With the Central Bank currently carrying out a major review of the effectiveness of mortgage restrictions introduced in 2015, Ms Donnery highlighted previous Central Bank research that indicated Irish house prices could have been 25 per cent higher prior to the Covid-19 pandemic had the limits not been in place.
In addition, there could have been a sharp house-price slump during the pandemic, if the market had entered the crisis "with credit-fuelled overvaluation", she said. House prices remained stable last year and are currently rising at an annual pace of almost 9 per cent, according to Central Statistics Office data.
Loan limits
As things stand, the rules restrict the loan-to-value limits on a private residential home loan to between 80 per cent and 90 per cent of the value of a property while a separate loan-to-income (LTI) rule restricts consumers to borrowing 3.5 times their salary – with lenders having limited scope for exceptions.
The State’s biggest housebuilders – Cairn Homes and Glenveagh Properties – have said in recent weeks that the rules are dampening industry output, as they affect the viability of certain projects for smaller builders, who are largely reliant on alternative finance providers after mainstream banks retrenched from development lending in the wake of the crash.
Both companies say that there is a public misconception that high land costs are driving construction prices, with the average costs of their housing plots ranging €26,000-€30,000.
The Government’s new Housing for All strategy, unveiled last month, is targeting the delivery of 300,000 new homes in the Republic by 2030. It includes an average 9,500 new social homes and 2,000 “cost-rental” homes – where rents are targeted at 25 per cent below the market level – a year.
About 22,000 houses and apartments will be built this year and 27,000 in 2022, according to Banking and Payments Federation Ireland (BPFI) estimates – still well shy of the 35,000-40,000 economists reckon are needed every year.
Ms Donnery said Central Bank research has shown that “substantially lower levels” of borrowers that took out home loans under the mortgage rules needed to rely on temporary payment breaks from banks during the Covid-19 shock last year than those who borrowed before the global financial crisis.
Still, she said the bank will be looking at a number of areas in its review, which is due to complete next year.

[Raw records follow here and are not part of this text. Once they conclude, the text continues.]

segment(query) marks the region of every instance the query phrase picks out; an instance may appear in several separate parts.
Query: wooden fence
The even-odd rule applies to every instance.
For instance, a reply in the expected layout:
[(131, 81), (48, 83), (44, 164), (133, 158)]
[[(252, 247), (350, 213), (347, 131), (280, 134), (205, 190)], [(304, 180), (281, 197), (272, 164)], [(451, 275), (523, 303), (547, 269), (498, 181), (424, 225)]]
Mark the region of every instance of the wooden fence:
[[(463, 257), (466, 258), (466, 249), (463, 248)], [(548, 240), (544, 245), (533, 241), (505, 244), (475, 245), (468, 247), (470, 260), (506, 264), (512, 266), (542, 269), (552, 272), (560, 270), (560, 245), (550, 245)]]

These include the fact that house-price rises in recent years have not boosted building, and how rents have been surging, “increasing affordability issues in the face of a continued imbalance between the demand and supply of housing services”.
Interest rates
The new Central Bank research paper on the economic impact of the mortgage rules, co-written by bank economists and Prof David Aikman of King's College London, said that the regime has coincided with a period of low interest rates internationally, "weak" housing supply growth across many countries, and increased difficulty in housing affordability.
“Many of the affordability challenges facing potential borrowers have a range of solutions, and in many cases policy measures that increase the supply responsiveness of housing, for example through lowering of construction costs and barriers, may be of more long-term benefit than policies that loosen credit access during periods of tight housing supply,” it said.
It noted that mortgage rules may harm the productive capacity of the economy if they affect the building of homes to meet sustainable demand.
"However, if macroprudential policies limit unsustainable construction booms – booms that result in an overhang of houses for which there is little demand, as was the case in Ireland, the US and Spain following the global financial crisis – then the economy's supply potential will be enhanced over the long term," it said.